In the case of spiritual tourism, numerous factors drive destination decisions: connection with the site, cultural motives and famous events/festivals connected with destination, secular, educational, food and environmental (Michopoulou and Jauniškis, 2020; Dabphet, 2021; Rybina and Lee, 2021). Cheer et al. (2017), conceptualizing a framework for spiritual tourism, classified primary drivers of the spiritual parts into two categories, namely, secular and religious drivers, as displayed in Figure 1.

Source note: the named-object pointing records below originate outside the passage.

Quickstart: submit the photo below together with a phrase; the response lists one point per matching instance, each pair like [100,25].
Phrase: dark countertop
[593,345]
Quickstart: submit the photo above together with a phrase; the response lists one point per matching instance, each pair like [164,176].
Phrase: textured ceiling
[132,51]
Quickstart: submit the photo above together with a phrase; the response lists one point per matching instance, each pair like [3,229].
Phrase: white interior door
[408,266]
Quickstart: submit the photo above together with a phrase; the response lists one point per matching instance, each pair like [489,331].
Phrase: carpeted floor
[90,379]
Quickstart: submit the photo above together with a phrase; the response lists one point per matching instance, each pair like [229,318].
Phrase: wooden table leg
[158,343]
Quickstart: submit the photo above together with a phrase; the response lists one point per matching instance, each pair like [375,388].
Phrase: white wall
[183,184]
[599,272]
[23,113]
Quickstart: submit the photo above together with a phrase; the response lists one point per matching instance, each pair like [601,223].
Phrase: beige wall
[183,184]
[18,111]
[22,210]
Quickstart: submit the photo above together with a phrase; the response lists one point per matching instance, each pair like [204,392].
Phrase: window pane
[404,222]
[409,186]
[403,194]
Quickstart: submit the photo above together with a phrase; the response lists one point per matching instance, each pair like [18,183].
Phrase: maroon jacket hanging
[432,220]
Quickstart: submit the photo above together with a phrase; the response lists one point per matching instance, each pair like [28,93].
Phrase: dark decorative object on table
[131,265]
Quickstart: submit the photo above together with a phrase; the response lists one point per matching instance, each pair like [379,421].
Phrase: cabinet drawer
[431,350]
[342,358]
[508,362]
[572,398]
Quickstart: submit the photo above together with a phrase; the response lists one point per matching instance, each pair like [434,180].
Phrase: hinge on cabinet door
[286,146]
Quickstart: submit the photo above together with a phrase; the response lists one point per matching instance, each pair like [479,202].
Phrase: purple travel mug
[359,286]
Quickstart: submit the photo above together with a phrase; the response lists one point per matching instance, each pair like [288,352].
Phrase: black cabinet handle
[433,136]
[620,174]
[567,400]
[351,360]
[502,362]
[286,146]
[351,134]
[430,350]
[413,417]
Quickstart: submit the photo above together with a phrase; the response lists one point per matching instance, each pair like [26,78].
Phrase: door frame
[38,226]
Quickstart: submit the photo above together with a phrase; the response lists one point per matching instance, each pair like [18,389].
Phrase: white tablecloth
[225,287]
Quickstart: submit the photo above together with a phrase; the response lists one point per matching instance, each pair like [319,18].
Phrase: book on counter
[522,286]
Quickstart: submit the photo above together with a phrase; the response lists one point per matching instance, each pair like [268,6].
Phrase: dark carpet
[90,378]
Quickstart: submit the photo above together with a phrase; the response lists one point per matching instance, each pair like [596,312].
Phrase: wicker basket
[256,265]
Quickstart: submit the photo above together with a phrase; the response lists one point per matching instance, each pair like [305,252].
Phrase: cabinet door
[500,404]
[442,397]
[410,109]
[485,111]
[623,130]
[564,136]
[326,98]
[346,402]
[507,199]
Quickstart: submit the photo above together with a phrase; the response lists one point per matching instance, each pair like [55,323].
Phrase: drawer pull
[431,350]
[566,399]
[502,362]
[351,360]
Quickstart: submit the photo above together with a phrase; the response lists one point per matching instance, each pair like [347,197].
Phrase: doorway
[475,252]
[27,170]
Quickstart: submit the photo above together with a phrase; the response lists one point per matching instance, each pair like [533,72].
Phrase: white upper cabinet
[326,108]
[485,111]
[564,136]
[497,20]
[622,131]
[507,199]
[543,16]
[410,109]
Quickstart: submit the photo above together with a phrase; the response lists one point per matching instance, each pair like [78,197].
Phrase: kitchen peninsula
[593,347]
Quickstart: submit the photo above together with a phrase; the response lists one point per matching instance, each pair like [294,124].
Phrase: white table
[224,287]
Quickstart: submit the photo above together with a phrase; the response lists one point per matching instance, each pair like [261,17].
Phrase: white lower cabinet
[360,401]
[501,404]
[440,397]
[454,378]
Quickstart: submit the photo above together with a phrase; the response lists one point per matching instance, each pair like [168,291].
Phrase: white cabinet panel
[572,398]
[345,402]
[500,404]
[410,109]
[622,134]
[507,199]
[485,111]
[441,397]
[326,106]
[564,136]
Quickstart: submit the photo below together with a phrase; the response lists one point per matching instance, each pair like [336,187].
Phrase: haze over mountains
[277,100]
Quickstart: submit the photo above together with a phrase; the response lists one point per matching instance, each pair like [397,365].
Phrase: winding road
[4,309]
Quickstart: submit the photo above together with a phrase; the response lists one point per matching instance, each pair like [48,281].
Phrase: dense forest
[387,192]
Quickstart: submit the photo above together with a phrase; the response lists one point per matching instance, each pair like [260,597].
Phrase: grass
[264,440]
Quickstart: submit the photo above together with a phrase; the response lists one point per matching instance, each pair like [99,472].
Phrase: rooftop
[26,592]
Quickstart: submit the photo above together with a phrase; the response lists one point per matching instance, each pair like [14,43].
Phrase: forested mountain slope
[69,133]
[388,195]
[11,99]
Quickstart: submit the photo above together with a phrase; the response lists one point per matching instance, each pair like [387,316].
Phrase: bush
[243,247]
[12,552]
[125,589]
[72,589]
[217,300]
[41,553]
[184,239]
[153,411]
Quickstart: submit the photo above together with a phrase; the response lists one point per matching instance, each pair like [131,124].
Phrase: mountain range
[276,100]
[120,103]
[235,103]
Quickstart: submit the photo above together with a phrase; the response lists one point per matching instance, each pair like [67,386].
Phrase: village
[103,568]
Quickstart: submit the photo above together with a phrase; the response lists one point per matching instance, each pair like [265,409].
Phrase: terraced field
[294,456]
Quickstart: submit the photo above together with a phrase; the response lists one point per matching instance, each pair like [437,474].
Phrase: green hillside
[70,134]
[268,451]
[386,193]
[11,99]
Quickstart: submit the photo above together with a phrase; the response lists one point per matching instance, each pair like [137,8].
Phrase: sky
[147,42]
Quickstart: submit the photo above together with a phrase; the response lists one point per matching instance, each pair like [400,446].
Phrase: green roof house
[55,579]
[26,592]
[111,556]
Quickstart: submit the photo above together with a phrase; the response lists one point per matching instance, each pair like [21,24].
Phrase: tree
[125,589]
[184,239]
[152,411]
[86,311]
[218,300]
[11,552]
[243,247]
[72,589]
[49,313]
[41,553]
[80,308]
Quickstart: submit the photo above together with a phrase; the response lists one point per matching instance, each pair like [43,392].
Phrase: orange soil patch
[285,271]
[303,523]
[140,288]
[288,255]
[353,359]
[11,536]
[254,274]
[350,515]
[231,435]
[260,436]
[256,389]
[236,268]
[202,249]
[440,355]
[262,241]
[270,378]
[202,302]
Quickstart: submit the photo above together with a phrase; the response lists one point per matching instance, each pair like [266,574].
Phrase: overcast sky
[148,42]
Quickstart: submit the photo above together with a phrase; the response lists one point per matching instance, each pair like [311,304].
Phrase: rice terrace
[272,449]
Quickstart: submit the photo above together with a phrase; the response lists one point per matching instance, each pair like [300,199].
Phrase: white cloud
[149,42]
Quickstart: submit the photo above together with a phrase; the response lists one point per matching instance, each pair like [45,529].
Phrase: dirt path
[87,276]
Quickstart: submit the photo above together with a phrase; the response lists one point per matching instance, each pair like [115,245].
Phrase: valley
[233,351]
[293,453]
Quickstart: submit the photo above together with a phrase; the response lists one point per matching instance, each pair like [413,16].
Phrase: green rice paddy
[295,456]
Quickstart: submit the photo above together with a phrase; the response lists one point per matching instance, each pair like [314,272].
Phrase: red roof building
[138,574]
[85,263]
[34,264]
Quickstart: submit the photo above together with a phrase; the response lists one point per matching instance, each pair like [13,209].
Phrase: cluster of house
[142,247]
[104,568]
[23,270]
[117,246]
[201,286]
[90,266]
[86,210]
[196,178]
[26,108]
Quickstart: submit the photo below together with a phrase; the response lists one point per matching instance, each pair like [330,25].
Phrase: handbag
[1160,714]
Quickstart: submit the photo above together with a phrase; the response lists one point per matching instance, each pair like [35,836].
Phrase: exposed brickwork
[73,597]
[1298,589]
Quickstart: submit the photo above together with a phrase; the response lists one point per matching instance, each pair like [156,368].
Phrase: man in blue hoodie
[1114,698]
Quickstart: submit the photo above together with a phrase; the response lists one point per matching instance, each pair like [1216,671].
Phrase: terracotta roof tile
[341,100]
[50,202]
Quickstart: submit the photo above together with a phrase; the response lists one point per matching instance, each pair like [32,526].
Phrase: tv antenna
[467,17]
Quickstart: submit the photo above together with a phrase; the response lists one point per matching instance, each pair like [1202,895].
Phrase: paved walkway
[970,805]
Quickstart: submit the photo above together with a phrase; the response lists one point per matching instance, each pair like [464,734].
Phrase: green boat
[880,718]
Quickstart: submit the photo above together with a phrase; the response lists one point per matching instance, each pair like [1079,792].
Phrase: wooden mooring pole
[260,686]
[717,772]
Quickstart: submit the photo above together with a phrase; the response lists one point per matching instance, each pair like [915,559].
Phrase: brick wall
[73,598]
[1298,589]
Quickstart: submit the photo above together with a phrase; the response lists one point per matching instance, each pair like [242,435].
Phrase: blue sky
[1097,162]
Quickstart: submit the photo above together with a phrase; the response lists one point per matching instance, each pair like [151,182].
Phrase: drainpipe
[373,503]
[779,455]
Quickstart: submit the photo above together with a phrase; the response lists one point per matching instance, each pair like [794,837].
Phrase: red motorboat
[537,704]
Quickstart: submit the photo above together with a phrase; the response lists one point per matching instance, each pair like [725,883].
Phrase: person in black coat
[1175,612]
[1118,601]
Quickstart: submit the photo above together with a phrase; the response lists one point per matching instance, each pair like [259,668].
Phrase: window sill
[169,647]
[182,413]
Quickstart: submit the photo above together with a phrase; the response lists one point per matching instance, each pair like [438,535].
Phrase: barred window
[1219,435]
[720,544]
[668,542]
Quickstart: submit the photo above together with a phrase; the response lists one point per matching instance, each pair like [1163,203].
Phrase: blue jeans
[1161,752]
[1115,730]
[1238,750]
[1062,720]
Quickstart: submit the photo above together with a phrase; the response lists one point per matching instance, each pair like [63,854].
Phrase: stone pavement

In a nutshell, the motives toward visiting a spiritual destination do not necessitate having spiritual reasons only. Travelers may possess secular or other non-spiritual motives that drive their visit or revisit intentions. Even though few studies have outlined the factors driving the visit intentions in the case of spiritual destinations, the study on the related significance of the factors depicting their priority is missing. Hence, the current study will consider all the motives discussed above and the experts' opinions while developing a hierarchical decision-making model for further analysis.

3. Research methodology

3.1 Sample design and data collection

The pairwise comparison-based survey was designed based on the proposed hierarchical model (Figure 2) to assess the visitors' preference for different criteria and sub-criteria driving visit intentions. The study employed a quota cum convenience sampling technique. Quota sampling is regarded as the suitable method of all existing non-probabilistic sampling methods (Sharma, 2017). Keeping in mind the minimum sample requirements for AHP analysis, the quota of 100 visitors each from all the selected destinations (Varanasi, Golden Temple, Bodh Gaya, Haridwar and Rishikesh, and Vaishno Devi Temple) was fixed (Lee and Ross, 2012). After that, the convenience sampling method was used to collect the data from visitors during the month of September, October and mid-November 2020. Before collecting responses, all the respondents were briefed about the study's objective, the descriptions of the criteria/sub-criteria and how the response is to be provided. Out of 500 responses received, 463 responses were carried forward for further analysis (96 from Varanasi, 93 from the Golden Temple, 88 from Bodh Gaya, 93 from Haridwar and Rishikesh, and 93 from Mata Vaishno Devi), and the rest were excluded due to unengaged or incomplete responses. Among 463 responses received, 253 were males, while the rest were females. The sample comprises 130 foreign tourists and 333 domestic tourists. The age slab of respondents was 20–60 years.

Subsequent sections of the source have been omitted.